Let’s start by saying that I’m an atheist, but sometimes my lack of faith is tested.
So: The Miracle of Fatima. For those unfamiliar with the topic, here’s a Cecil link that gives a good summary: www.straightdope.com/classics/al_037.html
(If you have trouble, just do a search for ‘fatima’; there’s only one column given as a response).
Now, let’s put aside for now the children’s visions and predictions. The ‘sun dance’ is what I’m concerned with. Apparently 100,000 people saw the sun ‘dance’ for 10 minutes.
Pretty impressive.
Also difficult to dismiss. One hundred thousand people agreeing that they saw anything is what I’d call evidence. Not hard evidence, but as far as witnessing is concerned, hard to beat.

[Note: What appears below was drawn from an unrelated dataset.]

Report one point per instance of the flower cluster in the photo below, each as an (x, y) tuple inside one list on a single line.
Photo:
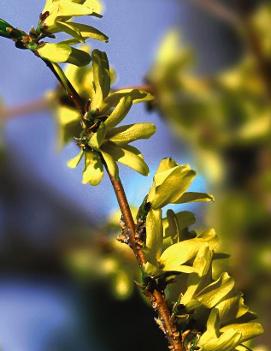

Now. I’ve tried to find out a few things, i.e., what the actual ‘dance’ was like (did it zoom from one point of the horizon to another? Did it vibrate in place? Sprout legs and do a soft-shoe?), does everyone who saw it actually agree that they saw it, are there some who were there who say it never happened, etc.
The most compelling skeptical claim is that, well, if the sun danced in the sky then everyone on earth would have seen it. Additionally, astronomers observed nothing unusual with the sun that day.
OK, fine. But an omnipotent being could localize such a phenomenon; choose your favorite Star-Trek-episode method, from creating a ‘pocket universe’, or maybe a ‘holodeck’ field around Fatima, to simply making everyone hallucinate the same thing. Even if it was all in their heads…yet it would take an incredibly powereful external force to make everyone see the same thing at the same time.
To summarize: by what I can tell, it didn’t simply “not happen.”
Now, combine this with the kids’ visions of Virgin Mary, hell, etc., and well, as I said, my atheism is shaken.
What do you all think? Atheists and believers?